Our production server is a t3.small — 2GB of RAM. A single Rails container with Solid Queue uses about 500MB. Normal operations leave headroom.

But deploys are blue-green. During switchover, two containers run simultaneously: old and new. That's 1.5GB just for the deploy. If kamal app exec is also running — from a stats query, an order sync job, or a manual Rails runner — total memory exceeds 2GB. The kernel starts killing processes.

One evening in February: a deploy started at 18:11 UTC while stray exec containers were still running. Memory pressure triggered. The kernel SIGKILL'd the web container. Site went down until a manual reboot.

The fix wasn't clever. It was a rule: never run kamal app exec during deploys. The CI pipeline now prunes stray containers before every deploy. And lightweight queries use docker exec on the running container instead of spawning new ones.

What We Learned

The temptation is to build something smart. A watchdog that understands failure modes, predicts crashes, auto-scales resources. We built something dumb instead.

Timers. Thresholds. Filesystem state. A database column called failure_count.

The queue monitor doesn't understand why a task failed. It checks: is there a heartbeat? No? Reset it. The retry budget doesn't analyze the error. It counts: is this attempt three? Yes? Stop.

Every real incident taught us one thing: the recovery mechanism we thought we had didn't actually work. Timeout.timeout doesn't kill subprocesses. Unlimited retries aren't retries, they're an infinite loop. A daemon that crashes 3,751 times is technically "always running" according to launchd.

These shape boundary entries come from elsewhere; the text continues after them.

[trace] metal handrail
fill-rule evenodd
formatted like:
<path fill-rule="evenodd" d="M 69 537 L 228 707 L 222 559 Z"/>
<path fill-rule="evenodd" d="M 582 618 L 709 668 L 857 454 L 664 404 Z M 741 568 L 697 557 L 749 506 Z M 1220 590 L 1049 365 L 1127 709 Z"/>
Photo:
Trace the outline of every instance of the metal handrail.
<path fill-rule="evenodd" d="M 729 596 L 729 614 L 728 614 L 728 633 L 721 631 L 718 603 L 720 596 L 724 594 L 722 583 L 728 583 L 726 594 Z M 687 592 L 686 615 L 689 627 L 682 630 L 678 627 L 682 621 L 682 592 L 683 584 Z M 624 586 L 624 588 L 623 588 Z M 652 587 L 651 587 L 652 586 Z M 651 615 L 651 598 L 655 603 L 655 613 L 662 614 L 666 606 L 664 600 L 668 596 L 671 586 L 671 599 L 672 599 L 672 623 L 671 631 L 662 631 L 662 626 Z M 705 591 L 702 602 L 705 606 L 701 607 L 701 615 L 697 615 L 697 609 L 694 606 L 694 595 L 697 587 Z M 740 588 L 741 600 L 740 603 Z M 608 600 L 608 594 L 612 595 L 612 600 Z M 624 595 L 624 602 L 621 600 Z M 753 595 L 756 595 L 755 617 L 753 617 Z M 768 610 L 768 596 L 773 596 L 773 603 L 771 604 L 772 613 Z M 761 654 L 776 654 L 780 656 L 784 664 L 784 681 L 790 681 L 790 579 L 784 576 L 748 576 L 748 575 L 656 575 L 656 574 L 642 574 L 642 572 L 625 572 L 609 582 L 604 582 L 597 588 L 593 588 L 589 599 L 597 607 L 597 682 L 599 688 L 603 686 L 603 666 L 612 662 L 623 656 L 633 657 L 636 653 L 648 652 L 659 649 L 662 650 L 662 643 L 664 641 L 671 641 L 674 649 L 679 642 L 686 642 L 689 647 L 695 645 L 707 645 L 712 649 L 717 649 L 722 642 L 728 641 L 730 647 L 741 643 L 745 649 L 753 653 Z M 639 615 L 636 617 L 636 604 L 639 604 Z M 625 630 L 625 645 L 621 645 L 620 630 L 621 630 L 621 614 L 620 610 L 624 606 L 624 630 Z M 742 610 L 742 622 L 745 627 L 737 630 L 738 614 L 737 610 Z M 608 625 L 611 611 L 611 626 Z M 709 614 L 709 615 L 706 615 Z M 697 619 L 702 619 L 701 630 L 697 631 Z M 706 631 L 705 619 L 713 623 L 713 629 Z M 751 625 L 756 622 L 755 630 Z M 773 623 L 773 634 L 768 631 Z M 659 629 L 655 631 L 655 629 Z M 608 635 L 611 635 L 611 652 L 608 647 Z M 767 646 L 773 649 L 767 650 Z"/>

So we made each fix as simple as the failure was surprising. A deadline thread with Process.kill. A counter with a maximum. A PATH variable moved three positions left.

The system crashes at 3am. By 3:01am, launchd has restarted the daemon. By the next hourly check, stale tasks are reset. By the next orchestrator poll, fresh agents are running. Nobody wakes up.

That's not intelligence. It's a stack of timers that don't trust each other.